Frank Fabiano, a senior history secondary education major, felt differently about the Johnson and Johnson vaccine. 

With new options and information about vaccines, students have heard contrasting information regarding effectiveness and availability of different shots (Envato Elements).

“I’ve just been hearing that the Johnson & Johnson one isn’t as effective? Not sure if that’s true, but if it is, I wouldn’t prefer it,” he said. 

In trials in countries where variant strains were dominant, the Johnson & Johnson vaccine performed comparably to how it fared against the main Covid-19 strain, according to CNBC.

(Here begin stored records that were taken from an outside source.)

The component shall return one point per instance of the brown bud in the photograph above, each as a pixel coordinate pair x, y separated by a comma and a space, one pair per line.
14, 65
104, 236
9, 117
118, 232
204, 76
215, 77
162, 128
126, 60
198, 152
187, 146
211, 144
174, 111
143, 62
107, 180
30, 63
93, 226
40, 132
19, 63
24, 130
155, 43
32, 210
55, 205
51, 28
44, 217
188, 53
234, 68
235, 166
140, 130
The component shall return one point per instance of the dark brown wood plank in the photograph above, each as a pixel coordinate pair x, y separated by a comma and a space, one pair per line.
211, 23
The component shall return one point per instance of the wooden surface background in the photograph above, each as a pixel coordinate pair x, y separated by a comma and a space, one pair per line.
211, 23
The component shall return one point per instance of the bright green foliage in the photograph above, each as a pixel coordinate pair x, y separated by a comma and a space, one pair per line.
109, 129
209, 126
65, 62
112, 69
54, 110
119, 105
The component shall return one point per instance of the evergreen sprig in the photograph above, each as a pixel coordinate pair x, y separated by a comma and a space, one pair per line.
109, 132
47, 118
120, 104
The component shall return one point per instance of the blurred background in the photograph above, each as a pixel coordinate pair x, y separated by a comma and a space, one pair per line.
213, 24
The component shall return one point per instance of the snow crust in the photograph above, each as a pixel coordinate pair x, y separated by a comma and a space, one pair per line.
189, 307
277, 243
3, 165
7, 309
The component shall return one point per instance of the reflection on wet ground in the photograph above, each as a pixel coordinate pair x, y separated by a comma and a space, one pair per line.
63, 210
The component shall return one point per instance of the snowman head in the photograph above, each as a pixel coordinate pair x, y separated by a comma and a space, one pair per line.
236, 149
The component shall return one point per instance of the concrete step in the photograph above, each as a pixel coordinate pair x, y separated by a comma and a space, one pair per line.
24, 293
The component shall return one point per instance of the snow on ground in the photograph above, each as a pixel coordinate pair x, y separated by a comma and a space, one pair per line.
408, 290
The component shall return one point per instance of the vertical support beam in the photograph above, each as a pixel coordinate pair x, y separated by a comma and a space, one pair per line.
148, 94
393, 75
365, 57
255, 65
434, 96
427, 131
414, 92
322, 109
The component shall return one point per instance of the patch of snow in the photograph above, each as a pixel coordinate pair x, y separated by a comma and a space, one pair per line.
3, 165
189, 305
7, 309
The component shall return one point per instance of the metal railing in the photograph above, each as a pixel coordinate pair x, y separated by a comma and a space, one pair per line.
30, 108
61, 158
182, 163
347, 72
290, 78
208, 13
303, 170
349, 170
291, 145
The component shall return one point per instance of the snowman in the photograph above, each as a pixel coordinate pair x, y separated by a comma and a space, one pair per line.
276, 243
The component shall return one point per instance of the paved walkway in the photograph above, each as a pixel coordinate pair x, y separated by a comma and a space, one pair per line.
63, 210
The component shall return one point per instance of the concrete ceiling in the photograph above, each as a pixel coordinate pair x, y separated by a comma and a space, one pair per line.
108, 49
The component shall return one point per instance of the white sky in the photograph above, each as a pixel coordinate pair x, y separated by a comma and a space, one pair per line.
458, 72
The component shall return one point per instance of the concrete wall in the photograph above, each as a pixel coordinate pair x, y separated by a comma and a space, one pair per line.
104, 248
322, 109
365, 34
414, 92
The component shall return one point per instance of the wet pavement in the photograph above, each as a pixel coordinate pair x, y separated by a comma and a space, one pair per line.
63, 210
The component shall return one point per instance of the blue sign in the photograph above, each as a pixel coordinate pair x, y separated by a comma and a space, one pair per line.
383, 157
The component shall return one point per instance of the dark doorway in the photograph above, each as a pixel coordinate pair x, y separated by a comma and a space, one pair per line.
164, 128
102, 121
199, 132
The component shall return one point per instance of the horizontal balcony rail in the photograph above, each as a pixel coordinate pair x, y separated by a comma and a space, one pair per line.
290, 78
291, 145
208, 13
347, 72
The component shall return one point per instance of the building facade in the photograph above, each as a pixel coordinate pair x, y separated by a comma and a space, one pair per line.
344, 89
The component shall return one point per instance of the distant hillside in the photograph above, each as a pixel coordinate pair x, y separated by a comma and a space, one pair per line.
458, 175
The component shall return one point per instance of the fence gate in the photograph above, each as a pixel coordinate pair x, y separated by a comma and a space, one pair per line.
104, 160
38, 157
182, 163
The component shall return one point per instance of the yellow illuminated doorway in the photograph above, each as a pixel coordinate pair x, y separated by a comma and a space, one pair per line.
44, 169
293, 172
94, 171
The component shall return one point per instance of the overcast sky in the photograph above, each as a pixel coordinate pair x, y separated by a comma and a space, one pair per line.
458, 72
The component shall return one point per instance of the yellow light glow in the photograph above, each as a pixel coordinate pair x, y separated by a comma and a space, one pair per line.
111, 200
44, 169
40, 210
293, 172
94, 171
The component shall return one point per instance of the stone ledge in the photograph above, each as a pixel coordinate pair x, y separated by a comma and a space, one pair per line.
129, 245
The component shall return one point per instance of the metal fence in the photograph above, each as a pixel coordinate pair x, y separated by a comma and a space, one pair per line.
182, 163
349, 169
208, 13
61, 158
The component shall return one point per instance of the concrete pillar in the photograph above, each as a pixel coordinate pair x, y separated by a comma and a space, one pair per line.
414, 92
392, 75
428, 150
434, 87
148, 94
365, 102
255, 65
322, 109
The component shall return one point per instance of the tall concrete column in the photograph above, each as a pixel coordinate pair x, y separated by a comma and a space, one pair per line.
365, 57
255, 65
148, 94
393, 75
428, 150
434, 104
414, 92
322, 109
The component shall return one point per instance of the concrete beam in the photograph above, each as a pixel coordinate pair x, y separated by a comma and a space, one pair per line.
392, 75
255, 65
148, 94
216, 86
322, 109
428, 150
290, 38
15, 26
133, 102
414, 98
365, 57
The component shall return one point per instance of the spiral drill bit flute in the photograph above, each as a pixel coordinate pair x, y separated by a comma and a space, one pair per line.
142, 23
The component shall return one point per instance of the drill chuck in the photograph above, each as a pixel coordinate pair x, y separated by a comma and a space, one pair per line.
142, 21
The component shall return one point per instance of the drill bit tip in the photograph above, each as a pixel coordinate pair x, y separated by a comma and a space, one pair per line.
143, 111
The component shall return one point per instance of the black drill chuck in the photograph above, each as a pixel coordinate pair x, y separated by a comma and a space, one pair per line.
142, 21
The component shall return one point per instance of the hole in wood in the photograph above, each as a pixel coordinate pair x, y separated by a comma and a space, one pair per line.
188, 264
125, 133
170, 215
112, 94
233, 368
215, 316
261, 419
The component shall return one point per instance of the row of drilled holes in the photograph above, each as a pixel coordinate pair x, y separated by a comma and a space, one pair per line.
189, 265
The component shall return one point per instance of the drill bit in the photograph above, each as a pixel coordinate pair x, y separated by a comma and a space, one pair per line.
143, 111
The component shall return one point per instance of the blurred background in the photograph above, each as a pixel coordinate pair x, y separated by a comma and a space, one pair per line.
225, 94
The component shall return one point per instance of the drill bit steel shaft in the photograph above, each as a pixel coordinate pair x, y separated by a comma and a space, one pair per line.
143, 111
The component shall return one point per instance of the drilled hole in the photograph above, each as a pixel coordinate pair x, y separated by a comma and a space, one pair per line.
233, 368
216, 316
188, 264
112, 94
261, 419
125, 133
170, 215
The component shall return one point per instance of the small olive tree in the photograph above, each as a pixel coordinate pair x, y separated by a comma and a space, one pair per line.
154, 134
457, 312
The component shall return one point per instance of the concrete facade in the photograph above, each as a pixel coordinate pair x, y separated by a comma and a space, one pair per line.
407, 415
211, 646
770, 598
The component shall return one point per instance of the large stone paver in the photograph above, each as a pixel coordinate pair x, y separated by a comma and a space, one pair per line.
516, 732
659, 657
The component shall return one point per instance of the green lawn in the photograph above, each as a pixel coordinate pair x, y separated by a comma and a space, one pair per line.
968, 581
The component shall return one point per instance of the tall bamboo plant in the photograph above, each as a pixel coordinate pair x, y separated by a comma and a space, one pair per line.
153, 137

However, comparing the three vaccines directly is difficult because of their many differences. First off, the Pfizer and Moderna vaccines both use mRNA to help the body create antibodies, whereas the Johnson & Johnson is a vector vaccine.

Another significant difference between the vaccines is the circumstances of their testing, according to PBS. The Johnson & Johnson vaccine was tested more recently, and in several different countries such as the U.S., South Africa and Mexico. In some of the regions where testing took place, new strains of the virus have already been circulating, and so there is more information available to assess how this vaccine performs against them.

Additionally, the Johnson & Johnson vaccine was especially evaluated for protection against “moderate to severe Covid illness” whereas the Pfizer and Moderna vaccines were assessed based on their ability to prevent infection in general.

Regardless, all three vaccines provide reliable protection against the virus and those with the opportunity to be vaccinated should not pass it up simply because of a preference for one of the other types.

In response to the new strains, Pfizer and Moderna have considered adding a third dose or booster shots to their vaccines. However, none of these changes, planned or otherwise, have been implemented into the vaccines already produced for the public.

Fabiano also commented on the availability of vaccines and information about them.

“I feel like younger people really have the advantage to sign up because we are more tech savvy, so some elderly people who don’t know how to use a computer or the internet… can’t access the online appointment booking,” Fabiano said. “It’s all controlled differently based on location, store, pharmacy etc.”

He added that he himself has experienced difficulty acquiring a vaccination appointment.

“I’ve been registered through the state but can’t seem to get one even though I’m eligible. I’ve tried everywhere,” he said. “But I know I will get one at some point and people need it more than I do so it’s alright.”